Comme il va être compliqué de constituer une collection pas trop chaotique avec cette série TOTALEMENT chaotique de Geof Darrow… Si le premier volume est ce qui s rapproche le plus d’une BD (et donc très clairement si vous ne devez investir que dans un tome c’est celui-là), si le second est un exercice de style, comme un carnet d’exercices anatomiques (… mais avec des zombies!), ce troisième et dernier volume, relativement proche de la parution originale, est un pahmplet contre une Amérique abhorrée, l’Amérique des rednecks, du smartphone, de la vulgarité… l’Amérique de Trump.

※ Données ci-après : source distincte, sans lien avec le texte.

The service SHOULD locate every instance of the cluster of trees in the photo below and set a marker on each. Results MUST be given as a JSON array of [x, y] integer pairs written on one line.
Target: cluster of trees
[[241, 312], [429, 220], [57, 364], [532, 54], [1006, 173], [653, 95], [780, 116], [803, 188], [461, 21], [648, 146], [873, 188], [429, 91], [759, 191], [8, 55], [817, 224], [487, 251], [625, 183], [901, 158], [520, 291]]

Et comme d’habitude, avec son influence Métal Hurlant, sans aucune retenue et un mauvais goût affirmé, Darrow se met au niveau de sa cible et envoie du pâté. L’histoire est simple: le Shaolin Cowboy est en très mauvais état et va devoir se tapder deux derniers adversaires pour en finir: un cochon géant ninja dont le Cowboy a tué la mère et le Big Boss, le crabe shaolin, décité à se venger… Comme l’histoire on s’en fout, elle pourrait bien continuer éternellement comme nous l’indique la fin. Bref.

Si cet album se suit plus facilement que le second, il est un poil décevant niveau combat arès un meurtre de vautour digne du héros. Car Darrow a surtout envie de se défouler sur une Amérique dépeinte comme un immnse tas d’immondices parcouru par des enseignes de magasins de cul et habité par des beaufs tatoués et bardés d’armes. Tout est dégueulasse sur ces planches toujours monstrueuses de détails… Le grand n’importe quoi se poursuit donc mais en un poil moins classe que sur le premier où les chorégraphies avaient sommes toutes de la gueule! Ici l’amusement vient de la critique omniprésente pour un pays qu’il rejette en masse et à la grosse Bertha. Du coup les Comic The Shaolin Cowboy: Who'll Stop the Reign? issue 2derniers combats semblent un peu futiles par rapport à ce qu’on a pris dans les dents jusqu’ici. Alors ok le cochon est énorme et lance des pets toxiques (oui, oui!) et S.C. joue du nunchak’ avec deux clébards aux pattes en couteaux (hum…), mais question action Darrow a fait mieux.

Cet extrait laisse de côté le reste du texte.